Strategic supplier alliances strive to create long-term,
mutually beneficial partnerships. The following factors support the decision
to enter into a long-term strategic alliance agreement:
- A good business case (other than administrative
convenience) for the longer duration exists and is documented in the
Justification and Approval or elsewhere in the contract file.

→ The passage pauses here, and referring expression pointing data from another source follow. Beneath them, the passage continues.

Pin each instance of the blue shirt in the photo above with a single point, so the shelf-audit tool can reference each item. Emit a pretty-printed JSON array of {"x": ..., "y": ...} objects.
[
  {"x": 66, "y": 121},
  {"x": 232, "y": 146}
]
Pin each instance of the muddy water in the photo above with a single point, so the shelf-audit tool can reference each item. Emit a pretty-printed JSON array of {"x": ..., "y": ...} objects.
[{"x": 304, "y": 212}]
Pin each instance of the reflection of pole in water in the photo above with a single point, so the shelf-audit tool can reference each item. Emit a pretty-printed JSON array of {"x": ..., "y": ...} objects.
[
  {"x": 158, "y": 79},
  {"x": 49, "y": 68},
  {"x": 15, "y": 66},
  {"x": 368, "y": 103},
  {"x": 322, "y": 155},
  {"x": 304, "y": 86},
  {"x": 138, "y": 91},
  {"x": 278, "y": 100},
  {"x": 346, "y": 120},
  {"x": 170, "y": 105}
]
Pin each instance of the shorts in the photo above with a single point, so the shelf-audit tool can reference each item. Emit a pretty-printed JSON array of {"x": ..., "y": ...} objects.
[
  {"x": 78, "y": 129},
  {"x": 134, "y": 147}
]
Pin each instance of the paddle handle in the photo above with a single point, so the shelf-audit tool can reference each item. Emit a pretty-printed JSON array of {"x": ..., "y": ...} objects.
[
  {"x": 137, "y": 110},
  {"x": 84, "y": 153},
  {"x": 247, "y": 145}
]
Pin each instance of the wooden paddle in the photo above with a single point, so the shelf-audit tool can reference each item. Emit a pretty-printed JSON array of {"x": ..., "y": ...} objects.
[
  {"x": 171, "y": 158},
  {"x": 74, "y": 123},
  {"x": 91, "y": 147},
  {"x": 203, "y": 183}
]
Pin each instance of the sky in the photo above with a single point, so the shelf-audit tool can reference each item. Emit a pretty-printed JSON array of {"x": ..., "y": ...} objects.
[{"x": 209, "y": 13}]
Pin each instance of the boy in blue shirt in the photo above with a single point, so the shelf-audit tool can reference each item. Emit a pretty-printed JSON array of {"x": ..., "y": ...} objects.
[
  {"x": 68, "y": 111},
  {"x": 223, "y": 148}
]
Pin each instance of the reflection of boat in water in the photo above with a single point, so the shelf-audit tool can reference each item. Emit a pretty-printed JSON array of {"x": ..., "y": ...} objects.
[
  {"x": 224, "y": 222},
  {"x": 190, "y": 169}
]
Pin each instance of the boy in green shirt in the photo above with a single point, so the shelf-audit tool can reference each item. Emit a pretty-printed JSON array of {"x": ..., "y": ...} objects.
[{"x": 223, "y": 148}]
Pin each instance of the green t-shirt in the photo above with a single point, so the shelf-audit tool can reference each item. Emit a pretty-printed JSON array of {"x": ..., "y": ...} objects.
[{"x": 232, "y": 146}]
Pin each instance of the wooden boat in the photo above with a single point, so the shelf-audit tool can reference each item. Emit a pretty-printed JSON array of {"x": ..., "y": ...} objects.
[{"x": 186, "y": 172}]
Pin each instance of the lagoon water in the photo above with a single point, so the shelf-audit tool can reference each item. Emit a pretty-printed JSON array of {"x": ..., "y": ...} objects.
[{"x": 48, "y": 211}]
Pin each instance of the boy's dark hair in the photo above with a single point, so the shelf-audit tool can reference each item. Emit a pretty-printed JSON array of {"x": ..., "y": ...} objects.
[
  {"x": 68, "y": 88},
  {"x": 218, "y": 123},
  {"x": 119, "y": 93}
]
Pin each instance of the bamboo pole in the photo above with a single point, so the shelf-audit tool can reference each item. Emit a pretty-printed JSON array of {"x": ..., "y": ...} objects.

- Only sole source items that are unlikely to become
competitive are on the contract, and a process for checking items
periodically to ensure they have not become competitive is in place. The
competition review should not be tied to an option exercise (for options
longer than one year).
- A method for removing items from the contract if/when
they become competitive (e.g., add/delete clause, termination for
convenience clause) exists.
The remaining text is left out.